Joe Biden’s US must act like a new leader, not a returning one


The writer is chief executive of the New America think-tank and an FT contributing editor

Five sentences. That is all Joe Biden devoted to foreign policy in this week’s 21-minute inaugural address. Moreover, one of them, borrowed from Barack Obama and tracing back in spirit to Thomas Jefferson, was, “We will lead not merely by the example of our power but by the power of our example” — which means fixing things at home. This came from a new US president who has travelled the world, chaired the Senate foreign relations committee and is on a first-name basis with scores of global leaders.

He got the balance right. US power and influence abroad ultimately will depend on his ability to bring the nation together; repair its infrastructure, health and education systems; restore public trust in democracy; and close the yawning gaps of race and class. Given this, the question is where Mr Biden and his experienced foreign policy team should focus their limited time and attention.
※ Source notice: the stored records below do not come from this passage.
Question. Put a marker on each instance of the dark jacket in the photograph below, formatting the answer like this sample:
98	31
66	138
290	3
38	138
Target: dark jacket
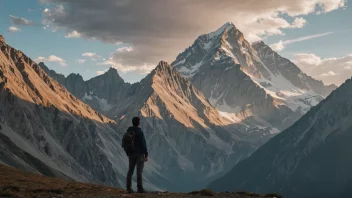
139	141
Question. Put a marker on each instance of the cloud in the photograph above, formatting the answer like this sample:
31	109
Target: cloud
101	72
333	70
73	34
329	73
80	61
157	31
52	58
89	54
118	61
282	44
298	23
125	49
277	46
20	21
13	29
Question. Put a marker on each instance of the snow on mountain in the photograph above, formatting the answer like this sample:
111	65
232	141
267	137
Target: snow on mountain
309	159
190	143
249	83
103	93
47	130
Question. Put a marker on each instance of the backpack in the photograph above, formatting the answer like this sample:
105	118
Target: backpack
128	142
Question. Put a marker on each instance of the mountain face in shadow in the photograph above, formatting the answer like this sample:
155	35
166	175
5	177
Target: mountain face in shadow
45	129
309	159
249	81
190	143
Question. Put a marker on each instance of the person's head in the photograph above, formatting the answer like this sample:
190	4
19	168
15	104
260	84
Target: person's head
136	121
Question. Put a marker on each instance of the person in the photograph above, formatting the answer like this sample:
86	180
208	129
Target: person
137	157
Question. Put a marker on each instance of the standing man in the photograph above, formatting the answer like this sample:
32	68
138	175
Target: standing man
135	147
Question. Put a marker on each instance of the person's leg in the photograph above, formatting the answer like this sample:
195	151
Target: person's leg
140	166
131	166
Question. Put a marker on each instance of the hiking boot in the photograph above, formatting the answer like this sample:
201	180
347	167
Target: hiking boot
130	190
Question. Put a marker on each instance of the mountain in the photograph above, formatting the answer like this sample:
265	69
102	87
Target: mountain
103	93
309	159
249	83
45	129
190	143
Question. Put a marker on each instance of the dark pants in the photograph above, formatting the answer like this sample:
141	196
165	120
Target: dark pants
135	160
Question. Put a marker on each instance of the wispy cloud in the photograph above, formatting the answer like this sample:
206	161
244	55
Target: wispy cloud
73	34
13	29
282	44
20	21
332	70
52	58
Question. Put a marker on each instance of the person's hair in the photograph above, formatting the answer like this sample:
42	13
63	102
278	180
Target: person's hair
136	121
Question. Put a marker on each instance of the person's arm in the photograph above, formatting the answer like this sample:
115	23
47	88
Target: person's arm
144	145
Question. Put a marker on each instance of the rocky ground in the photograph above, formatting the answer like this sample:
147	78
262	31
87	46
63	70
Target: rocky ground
15	183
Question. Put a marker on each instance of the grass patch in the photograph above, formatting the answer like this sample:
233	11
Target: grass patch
205	192
273	195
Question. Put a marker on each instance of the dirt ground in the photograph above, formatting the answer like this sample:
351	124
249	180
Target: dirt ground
19	184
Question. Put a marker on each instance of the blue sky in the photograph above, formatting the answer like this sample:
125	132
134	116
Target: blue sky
36	41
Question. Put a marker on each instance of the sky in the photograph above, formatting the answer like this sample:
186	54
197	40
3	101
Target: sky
89	36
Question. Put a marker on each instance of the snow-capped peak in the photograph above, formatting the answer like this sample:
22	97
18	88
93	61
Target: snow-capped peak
226	27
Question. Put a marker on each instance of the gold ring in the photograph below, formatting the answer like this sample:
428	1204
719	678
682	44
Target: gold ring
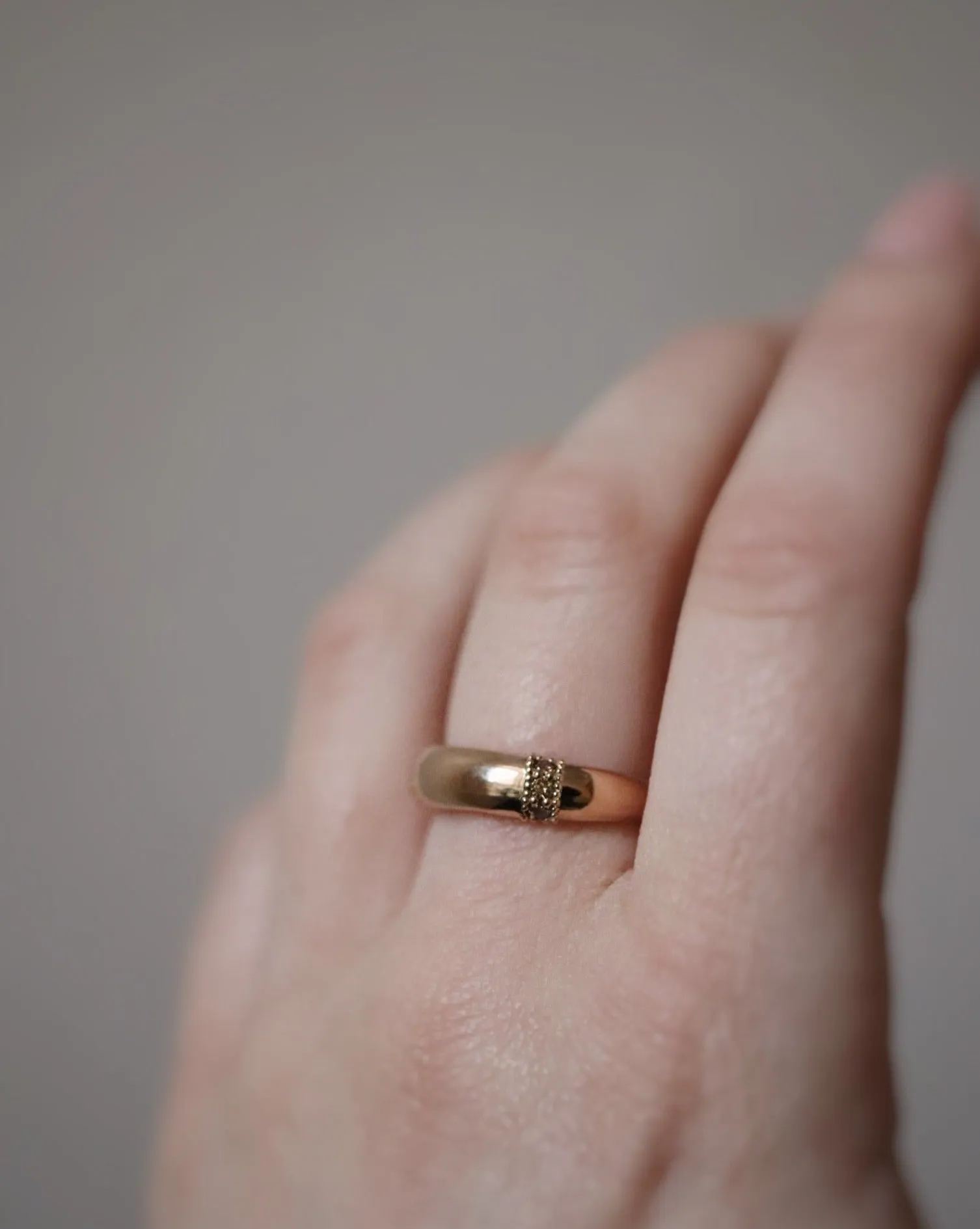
530	788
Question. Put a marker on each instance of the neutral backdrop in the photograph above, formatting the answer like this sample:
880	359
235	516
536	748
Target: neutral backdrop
271	272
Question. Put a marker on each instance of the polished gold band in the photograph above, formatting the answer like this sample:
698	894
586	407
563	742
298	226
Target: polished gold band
530	788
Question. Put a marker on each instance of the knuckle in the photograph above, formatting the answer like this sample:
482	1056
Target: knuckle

Step one, as Mr Biden acknowledged, is “to repair our alliances and engage with the world once again”. He began making good on this promise with a flurry of executive orders: rejoining the Paris climate agreement and the World Health Organization, and seeking a five-year extension of an important US-Russian arms control treaty. Mr Biden will also be taking calls with many heads of state and government in the coming days, affirming that America can once again be trusted as a reliable ally and partner.
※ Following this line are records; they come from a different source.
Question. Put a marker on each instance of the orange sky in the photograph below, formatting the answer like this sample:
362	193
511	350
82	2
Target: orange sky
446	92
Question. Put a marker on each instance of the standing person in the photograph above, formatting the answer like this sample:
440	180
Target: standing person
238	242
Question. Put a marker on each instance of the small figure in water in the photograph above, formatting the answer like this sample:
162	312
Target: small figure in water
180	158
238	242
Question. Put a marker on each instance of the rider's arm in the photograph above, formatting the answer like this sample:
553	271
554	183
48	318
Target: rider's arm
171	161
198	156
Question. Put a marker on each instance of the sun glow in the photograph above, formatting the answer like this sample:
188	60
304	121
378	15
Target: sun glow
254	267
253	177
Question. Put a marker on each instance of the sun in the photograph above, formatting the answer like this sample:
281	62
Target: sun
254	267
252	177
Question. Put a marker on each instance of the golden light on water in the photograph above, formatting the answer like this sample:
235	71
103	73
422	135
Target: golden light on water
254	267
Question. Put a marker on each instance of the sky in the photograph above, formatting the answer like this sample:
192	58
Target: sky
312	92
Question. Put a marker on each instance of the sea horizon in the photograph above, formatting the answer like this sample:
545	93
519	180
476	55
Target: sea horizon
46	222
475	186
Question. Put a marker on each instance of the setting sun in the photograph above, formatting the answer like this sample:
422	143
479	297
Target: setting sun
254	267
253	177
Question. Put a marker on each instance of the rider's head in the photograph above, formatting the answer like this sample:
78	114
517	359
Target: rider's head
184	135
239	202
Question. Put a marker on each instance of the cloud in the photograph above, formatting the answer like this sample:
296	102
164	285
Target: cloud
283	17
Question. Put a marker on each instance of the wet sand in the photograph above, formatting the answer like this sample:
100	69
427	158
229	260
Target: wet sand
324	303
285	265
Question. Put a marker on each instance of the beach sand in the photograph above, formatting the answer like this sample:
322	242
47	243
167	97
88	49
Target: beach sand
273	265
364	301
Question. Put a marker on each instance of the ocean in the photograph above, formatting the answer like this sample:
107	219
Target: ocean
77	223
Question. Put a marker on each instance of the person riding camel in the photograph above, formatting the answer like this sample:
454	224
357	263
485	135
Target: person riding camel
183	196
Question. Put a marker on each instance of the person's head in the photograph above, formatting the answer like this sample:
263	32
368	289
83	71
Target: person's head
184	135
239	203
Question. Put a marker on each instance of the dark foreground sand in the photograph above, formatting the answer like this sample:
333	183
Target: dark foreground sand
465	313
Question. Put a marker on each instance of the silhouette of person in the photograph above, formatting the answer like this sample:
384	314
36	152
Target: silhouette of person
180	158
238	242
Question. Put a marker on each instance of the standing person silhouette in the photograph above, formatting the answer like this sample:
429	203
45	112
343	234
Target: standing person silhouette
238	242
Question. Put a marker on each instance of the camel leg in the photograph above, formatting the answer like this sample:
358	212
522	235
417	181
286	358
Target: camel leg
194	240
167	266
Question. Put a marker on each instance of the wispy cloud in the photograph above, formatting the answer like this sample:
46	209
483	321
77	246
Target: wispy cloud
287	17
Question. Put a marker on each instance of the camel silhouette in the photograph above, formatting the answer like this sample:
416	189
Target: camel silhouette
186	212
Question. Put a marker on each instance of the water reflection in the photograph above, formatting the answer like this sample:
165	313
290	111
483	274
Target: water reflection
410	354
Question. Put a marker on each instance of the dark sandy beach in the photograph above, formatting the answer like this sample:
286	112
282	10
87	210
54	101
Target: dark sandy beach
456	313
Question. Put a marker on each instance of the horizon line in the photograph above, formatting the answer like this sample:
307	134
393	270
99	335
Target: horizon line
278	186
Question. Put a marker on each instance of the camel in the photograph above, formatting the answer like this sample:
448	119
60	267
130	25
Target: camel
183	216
Overall, however, the US needs to do more listening than talking. Secretary of state-designate Antony Blinken will probably make a global reassurance tour, but he should act as if America is a new leader rather than a returning one. As Nicholas Stern noted on the politics of climate change back in November, “It’s not simply that the [US] is a world leader who took four years off and it just picks up again. The world has moved on and it has been moving on for a long time.” The new world is one that “has the US, China, EU and India at centre stage”.
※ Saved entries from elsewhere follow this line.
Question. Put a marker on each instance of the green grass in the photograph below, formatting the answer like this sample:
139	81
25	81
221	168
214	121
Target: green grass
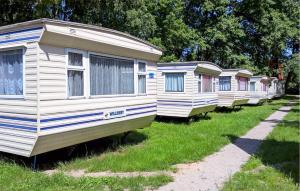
276	166
167	144
16	178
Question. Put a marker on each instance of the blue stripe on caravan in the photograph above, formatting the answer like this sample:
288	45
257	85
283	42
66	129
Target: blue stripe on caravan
70	124
141	112
188	69
20	31
182	105
18	127
17	135
90	121
20	39
137	108
18	118
71	117
177	101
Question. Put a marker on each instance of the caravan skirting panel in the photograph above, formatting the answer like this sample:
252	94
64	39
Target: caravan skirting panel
63	139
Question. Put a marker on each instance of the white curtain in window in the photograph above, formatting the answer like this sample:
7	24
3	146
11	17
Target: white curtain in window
224	83
243	84
111	76
207	83
11	72
75	59
174	82
75	83
252	86
142	84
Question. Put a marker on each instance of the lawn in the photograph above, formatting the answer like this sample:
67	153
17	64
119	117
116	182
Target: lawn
276	166
165	144
16	178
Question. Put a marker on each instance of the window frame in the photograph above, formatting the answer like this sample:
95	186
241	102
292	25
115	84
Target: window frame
213	80
23	72
247	84
172	72
199	80
230	81
250	86
141	74
135	80
82	69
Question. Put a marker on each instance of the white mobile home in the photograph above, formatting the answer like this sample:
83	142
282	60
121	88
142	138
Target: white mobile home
63	83
185	89
272	88
233	87
280	88
258	89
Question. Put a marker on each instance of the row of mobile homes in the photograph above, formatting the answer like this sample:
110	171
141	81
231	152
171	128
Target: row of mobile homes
185	89
233	87
63	83
258	89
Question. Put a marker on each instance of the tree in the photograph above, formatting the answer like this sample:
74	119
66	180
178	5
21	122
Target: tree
14	11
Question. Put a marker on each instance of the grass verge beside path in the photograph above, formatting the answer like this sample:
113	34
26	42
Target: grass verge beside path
276	166
167	144
16	178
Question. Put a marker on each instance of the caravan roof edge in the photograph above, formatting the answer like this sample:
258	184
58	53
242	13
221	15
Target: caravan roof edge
44	21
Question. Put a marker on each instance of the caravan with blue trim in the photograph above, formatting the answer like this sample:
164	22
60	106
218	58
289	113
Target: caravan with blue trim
185	89
64	83
233	87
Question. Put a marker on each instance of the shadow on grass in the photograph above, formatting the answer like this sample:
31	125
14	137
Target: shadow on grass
51	159
281	155
182	120
228	109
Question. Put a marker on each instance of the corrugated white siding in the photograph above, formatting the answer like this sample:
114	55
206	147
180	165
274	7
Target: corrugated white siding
181	104
228	98
18	117
258	94
59	114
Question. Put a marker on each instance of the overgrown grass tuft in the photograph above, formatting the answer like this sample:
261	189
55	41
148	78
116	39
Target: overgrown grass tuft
16	178
167	144
276	166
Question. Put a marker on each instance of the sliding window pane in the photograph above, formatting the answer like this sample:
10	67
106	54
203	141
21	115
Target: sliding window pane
11	72
75	83
111	76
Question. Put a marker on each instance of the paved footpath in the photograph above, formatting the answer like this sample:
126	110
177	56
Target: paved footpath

The Biden team must think hard about how to lead in this world and start from the presumption that the US is no longer an indispensable power. Their best move would be to turn to the EU. One of the greatest contributions America could make to global peace and prosperity is to stop thinking of Europe as 27 separate capitals and instead work with Brussels towards a true transatlantic coalition that would include nearly 800m people; about one-third of the global economy; a vast diplomatic and cultural network; and a set of shared aspirational values.

Mr Biden should thus move quickly to accept European Commission president Ursula von der Leyen’s proposal for “a new transatlantic agenda”. China has just completed and investment treaty with the EU; polls taken by the European Council on Foreign Relations show large majorities across 11 European countries predicting that China will probably “be a stronger power than the US” within 10 years. 

Mr Biden should fast-track negotiations for a US-EU agreement that should cover not only trade and investment issues, but also deep co-operation on going green, a shared commitment to racial and gender justice and a framework for governing the digital world. Many countries, led by China and Russia, are proclaiming their digital sovereignty, creating a splinternet. If the US and the EU could agree on common rules and norms for an open and secure internet that safeguards digital rights, they would lay the foundation for a new 21st-century order.

Finally, Mr Biden should prioritise global issues over great power competition. Congress and some of his own advisers are naturally focused on countries and regions. But Mr Biden’s domestic emphasis on climate and health, issues where he seeks solutions that can also power a strong and sustainable economy, should guide his foreign policy as well. 

Mr Biden needs no persuading on climate change. His first batch of appointments included John Kerry as climate envoy for national security. In addition to rejoining the Paris agreement, he has already cancelled permits for the Keystone XL oil pipeline, designed to transport Canadian crude oil to US refineries on the Gulf of Mexico.

Global health diplomacy is just as important to combat the pandemic. As the virus that causes Covid-19 mutates, national vaccine strategies alone will not work. If developing countries remain locked down or in economic collapse, the global economy cannot recover. Moreover, health diplomacy advances US interests relative to its rivals: George W Bush’s launch of a special presidential fund to combat the HIV-Aids pandemic accomplished more for America’s reputation in Africa than many direct efforts to combat Chinese influence on the continent.

If history is any guide, no matter what priorities Mr Biden sets, the world will get in the way. North Korea could launch a missile; Vladimir Putin could create a crisis to distract Russians from Alexei Navalny’s anti-corruption drive; China can and will tighten the vice on Hong Kong. The Middle East is still full of surprises, and Venezuela is becoming a failed state. When the crisis comes, Mr Biden will respond with strength and competence. In setting his own course, however, he must pick his shots.